The batteries of the future may be made out of paper. Researchers at Binghamton University, State University at New York have created a biodegradable, paper-based battery that is more efficient than previously possible.
For years, there has been excitement in the scientific community about the possibility of paper-based batteries as an eco-friendly alternative. However, the proposed designs were never quite powerful enough, they were difficult to produce and it was questionable whether they were really biodegradable.
This new design solves all of those problems.
Associate Professor Seokheun “Sean” Choi from the Electrical and Computer Engineering Department and Professor Omowunmi Sadik from the Chemistry Department worked on the project together. Choi engineered the design of the paper-based battery, while Sadik was able to make the battery a self-sustaining biobattery.
“There’s been a dramatic increase in electronic waste and this may be an excellent way to start reducing that,” said Choi. “Our hybrid paper battery exhibited a much higher power-to-cost ratio than all previously reported paper-based microbial batteries.”
The biobattery uses a hybrid of paper and engineered polymers. The polymers — poly (amic) acid and poly (pyromellitic dianhydride-p-phenylenediamine) — were the key to giving the batteries biodegrading properties. The team tested the degradation of the battery in water and it clearly biodegraded without the requirements of special facilities, conditions or introduction of other microorganisms.

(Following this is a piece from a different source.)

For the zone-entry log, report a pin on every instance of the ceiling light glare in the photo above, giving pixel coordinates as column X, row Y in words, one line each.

The polymer-paper structures are lightweight, low-cost and flexible. Choi said that flexibility also provides another benefit.
“Power enhancement can be potentially achieved by simply folding or stacking the hybrid, flexible paper-polymer devices,” said Choi.
The team said that producing the biobatteries is a fairly straightforward process and that the material allows for modifications depending on what configuration is needed.
The research paper, titled “Green Biobatteries: Hybrid Paper-Polymer Microbial Fuel Cells,” was published in Advanced Sustainable Systems.
The work was supported by a grant from the National Science Foundation and done through the Center for Research in Advanced Sensing Technologies and Environmental Sustainability (CREATES).